DIE ZÖLLNER IN DER SCHLACHT UM FRANKREICH 1939–1940
1939, das Jahr, in dem Frankreich in einen neuen Weltkrieg hineingezogen wurde, ist für die Zöllner zum dritten Mal mit einem schwarzen Stein zu markieren. Nach 1870 und 1914 wird das Militärkorps der Zöllner erneut mobilisiert. Wie ihre Vorgänger zuvor wird auch diese dritte Generation von Zollkämpfern ihre Pflicht tun, getreu dem Wahlspruch „Honneur et Patrie" ihrer Fahne.

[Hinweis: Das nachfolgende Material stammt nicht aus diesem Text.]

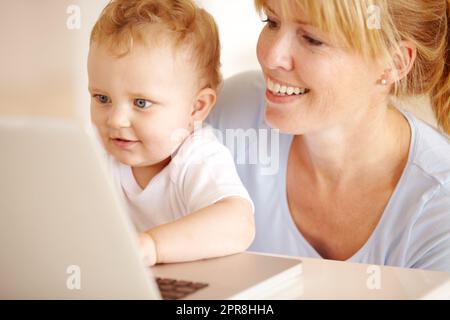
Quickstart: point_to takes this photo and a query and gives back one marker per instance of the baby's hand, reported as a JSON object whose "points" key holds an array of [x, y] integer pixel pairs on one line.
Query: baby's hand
{"points": [[147, 248]]}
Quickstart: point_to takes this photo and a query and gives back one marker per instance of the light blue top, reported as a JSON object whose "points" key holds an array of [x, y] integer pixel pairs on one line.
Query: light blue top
{"points": [[414, 230]]}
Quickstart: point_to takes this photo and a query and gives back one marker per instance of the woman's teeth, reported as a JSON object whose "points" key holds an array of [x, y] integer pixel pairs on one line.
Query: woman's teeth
{"points": [[281, 90]]}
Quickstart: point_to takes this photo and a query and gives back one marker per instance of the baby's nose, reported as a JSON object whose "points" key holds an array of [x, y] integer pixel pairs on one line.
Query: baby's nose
{"points": [[119, 116]]}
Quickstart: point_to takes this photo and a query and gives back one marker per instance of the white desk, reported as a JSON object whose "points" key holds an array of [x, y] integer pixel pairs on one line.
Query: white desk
{"points": [[327, 279]]}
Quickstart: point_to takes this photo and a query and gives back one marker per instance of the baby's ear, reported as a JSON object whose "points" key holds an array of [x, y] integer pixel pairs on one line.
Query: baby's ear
{"points": [[203, 104], [404, 60]]}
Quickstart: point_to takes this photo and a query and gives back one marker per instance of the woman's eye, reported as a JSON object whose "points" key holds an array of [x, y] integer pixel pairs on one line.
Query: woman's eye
{"points": [[142, 103], [313, 41], [270, 23], [101, 98]]}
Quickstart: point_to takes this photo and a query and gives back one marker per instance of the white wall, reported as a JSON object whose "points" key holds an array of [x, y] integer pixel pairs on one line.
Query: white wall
{"points": [[239, 27], [43, 63]]}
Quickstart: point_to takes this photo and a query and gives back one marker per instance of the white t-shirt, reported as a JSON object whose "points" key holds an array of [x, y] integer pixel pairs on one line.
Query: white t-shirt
{"points": [[201, 172], [414, 230]]}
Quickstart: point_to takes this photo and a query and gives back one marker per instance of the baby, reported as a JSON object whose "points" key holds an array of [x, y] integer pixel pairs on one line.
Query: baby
{"points": [[154, 68]]}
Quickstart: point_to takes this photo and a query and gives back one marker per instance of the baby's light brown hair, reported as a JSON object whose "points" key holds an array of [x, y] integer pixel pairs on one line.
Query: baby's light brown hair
{"points": [[125, 22]]}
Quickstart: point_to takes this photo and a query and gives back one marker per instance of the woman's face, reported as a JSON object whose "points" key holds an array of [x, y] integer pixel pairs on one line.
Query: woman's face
{"points": [[313, 84]]}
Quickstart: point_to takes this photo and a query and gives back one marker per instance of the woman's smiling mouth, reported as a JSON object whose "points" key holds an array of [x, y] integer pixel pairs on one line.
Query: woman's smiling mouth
{"points": [[279, 93]]}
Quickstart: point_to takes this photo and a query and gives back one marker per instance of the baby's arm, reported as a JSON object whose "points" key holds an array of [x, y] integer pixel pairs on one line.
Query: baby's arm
{"points": [[223, 228]]}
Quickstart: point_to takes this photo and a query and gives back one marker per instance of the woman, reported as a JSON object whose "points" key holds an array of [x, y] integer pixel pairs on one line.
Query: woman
{"points": [[358, 179]]}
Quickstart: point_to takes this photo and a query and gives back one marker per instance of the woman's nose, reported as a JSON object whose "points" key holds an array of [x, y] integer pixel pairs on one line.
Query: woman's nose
{"points": [[119, 116], [278, 53]]}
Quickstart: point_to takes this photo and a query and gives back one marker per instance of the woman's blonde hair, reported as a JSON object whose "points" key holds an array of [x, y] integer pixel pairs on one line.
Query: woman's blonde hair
{"points": [[426, 23], [124, 22]]}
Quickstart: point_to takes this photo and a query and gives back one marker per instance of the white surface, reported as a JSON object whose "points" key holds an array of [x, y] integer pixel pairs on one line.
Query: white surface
{"points": [[328, 279]]}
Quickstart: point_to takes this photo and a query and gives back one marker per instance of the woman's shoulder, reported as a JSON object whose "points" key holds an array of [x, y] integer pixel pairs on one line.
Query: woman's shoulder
{"points": [[431, 151], [240, 103]]}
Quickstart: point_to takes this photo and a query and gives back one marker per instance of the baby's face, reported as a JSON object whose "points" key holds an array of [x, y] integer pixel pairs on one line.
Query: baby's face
{"points": [[141, 103]]}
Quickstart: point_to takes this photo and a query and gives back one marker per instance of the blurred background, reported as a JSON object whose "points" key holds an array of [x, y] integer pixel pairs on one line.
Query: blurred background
{"points": [[45, 45]]}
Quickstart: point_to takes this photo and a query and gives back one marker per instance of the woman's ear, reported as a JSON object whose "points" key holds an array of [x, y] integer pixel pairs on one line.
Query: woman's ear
{"points": [[404, 60], [203, 104]]}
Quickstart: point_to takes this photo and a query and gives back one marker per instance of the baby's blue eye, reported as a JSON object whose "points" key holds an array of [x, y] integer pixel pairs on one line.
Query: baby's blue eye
{"points": [[101, 98], [142, 103]]}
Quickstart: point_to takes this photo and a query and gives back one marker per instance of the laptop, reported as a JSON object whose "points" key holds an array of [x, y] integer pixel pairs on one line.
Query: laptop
{"points": [[65, 232]]}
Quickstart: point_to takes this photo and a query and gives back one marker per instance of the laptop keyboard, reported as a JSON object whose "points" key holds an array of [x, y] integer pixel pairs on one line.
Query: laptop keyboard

Diese Beamten werden während der „Drôle de Guerre" die militärische Überwachung der Grenzen ausüben, und im Osten werden Zöllner als Führer für Freischärler bei Einbrüchen in feindliches Gebiet dienen.
Am 10. Mai 1940 erhielten die Zollbrigaden des Ostens und anschließend des Nordens unter dem feindlichen Druck den Befehl zum Rückzug. Einige Bataillone schafften es bis in den Süden. Andere wurden schließlich gefangen genommen, ohne von ihrer spärlichen Bewaffnung Gebrauch machen zu können.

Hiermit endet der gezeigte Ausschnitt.